Furian’s fingers closed on the hilt of Mia’s dagger.

“Furian,” Mia gasped. “It won’t—”

With a desperate cry, the Unfallen drew back the knife and plunged it into the gap between Ragnar’s breastplate and spaulders.

The crowd gasped.

Furian cried out in triumph.

And Mia’s spring-loaded blade slid right up into the hilt.

*

“Oi.”

Sidonius felt a light kick to his arm. His belly lurched sideways, but the gladiatii kept his eyes closed, holding his breath.

Another kick from a particularly bony toe.

“I can still see your slavemark, deadman. Good thing the folks who dragged your corpse down here didn’t bother to pull off your helmets. Time to go.”

Sidonius opened his eye the tiniest crack, saw an old man in tattered rags leaning over him. He had bright blue eyes, a shock of gray hair, a lit cigarillo on his lips.

“You’re … Mercurio?” he whispered.

“No, I’m the grand cardinal’s mistress.

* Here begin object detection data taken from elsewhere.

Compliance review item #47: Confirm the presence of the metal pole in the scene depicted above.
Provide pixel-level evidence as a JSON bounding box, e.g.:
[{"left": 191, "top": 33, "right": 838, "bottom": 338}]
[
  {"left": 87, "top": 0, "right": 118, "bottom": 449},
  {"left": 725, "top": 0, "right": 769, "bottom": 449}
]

Now get up.”

Sidonius sat up on the mortuary floor, surrounded by hundreds of dead bodies. He could see a slender girl in guard’s armor leaning over Wavewaker’s “corpse,” tapping him on the shoulder.

“You’re Ashlinn,” Sidonius whispered.

“Pleased to meet you,” the girl nodded. “Now seriously, get the fuck up.”

Bladesinger was standing, dragging off her helmet, still drenched in gore. With a grimace, Sidonius pulled off his own helm, reached behind his neck, pulled the punctured bladder out from under his breastplate. He could feel the chicken’s blood down his back, coagulating into a slick, greasy mess.

“Bucket’s in the wheelbarrow,” Mercurio said. “Get washed, get dressed. We need to be gone before the magni’s done. And that won’t be long.”

The Falcons of Remus collegium took turns, scrubbing off the blood as best they could and changing into the outfits they were given. Armor from the unconscious doormen, rags for the rest of them. Sidonius pulled on a guard’s steel helm, leather breastplate, looking to the stone above as the crowd roared in delight.

“How you suppose she’s doing up there?” he murmured.

Wavewaker patted him on the shoulder. “Have faith, brother. She got us this far.”

“With more than a little help from you.” Bryn grinned.

“Aye, but did it have to be chicken’s blood?” Butcher grimaced. “It stinks.”

Wavewaker shrugged. “That’s the way they taught me back in the theater.”